Question

Evaluate the integral \[ \int \frac{x^2+1}{x^4+x^2+1}\,dx \]

• A. \( \frac{1}{\sqrt{3}}\tan^{-1}\!\left(\frac{x-\frac{1}{x}}{\sqrt{3}}\right)+c \)
• B. \( \frac{1}{3}\tan^{-1}\!\left(\frac{x-\frac{1}{x}}{3}\right)+c \)
• C. \( \frac{1}{\sqrt{3}}\tan^{-1}\!\left(\frac{x+\frac{1}{x}}{\sqrt{3}}\right)+c \)
• D. \( \frac{1}{3}\tan^{-1}\!\left(\frac{x+\frac{1}{x}}{3}\right)+c \)

Hint:

When expressions involve \(x\) and \(\frac{1}{x}\), try substitutions like \(x-\frac{1}{x}\) or \(x+\frac{1}{x}\).

Answer 1

The Correct Option is A

Step 1: Divide numerator and denominator by \( x^2 \).
\[ \int \frac{1+\frac{1}{x^2}}{x^2+1+\frac{1}{x^2}}\,dx \]

Step 2: Use substitution.
Let \[ t = x - \frac{1}{x} \Rightarrow dt = \left(1+\frac{1}{x^2}\right)dx \]

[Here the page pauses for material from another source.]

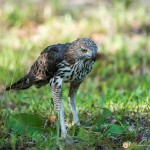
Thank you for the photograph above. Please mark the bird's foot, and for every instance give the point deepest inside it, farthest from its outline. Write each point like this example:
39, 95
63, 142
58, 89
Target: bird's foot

Step 3: Simplify the denominator.
\[ x^2 + 1 + \frac{1}{x^2} = t^2 + 3 \]

Step 4: Integrate.
\[ \int \frac{dt}{t^2+3} = \frac{1}{\sqrt{3}}\tan^{-1}\!\left(\frac{t}{\sqrt{3}}\right)+c \]

Step 5: Back substitute.
\[ \boxed{\frac{1}{\sqrt{3}}\tan^{-1}\!\left(\frac{x-\frac{1}{x}}{\sqrt{3}}\right)+c} \]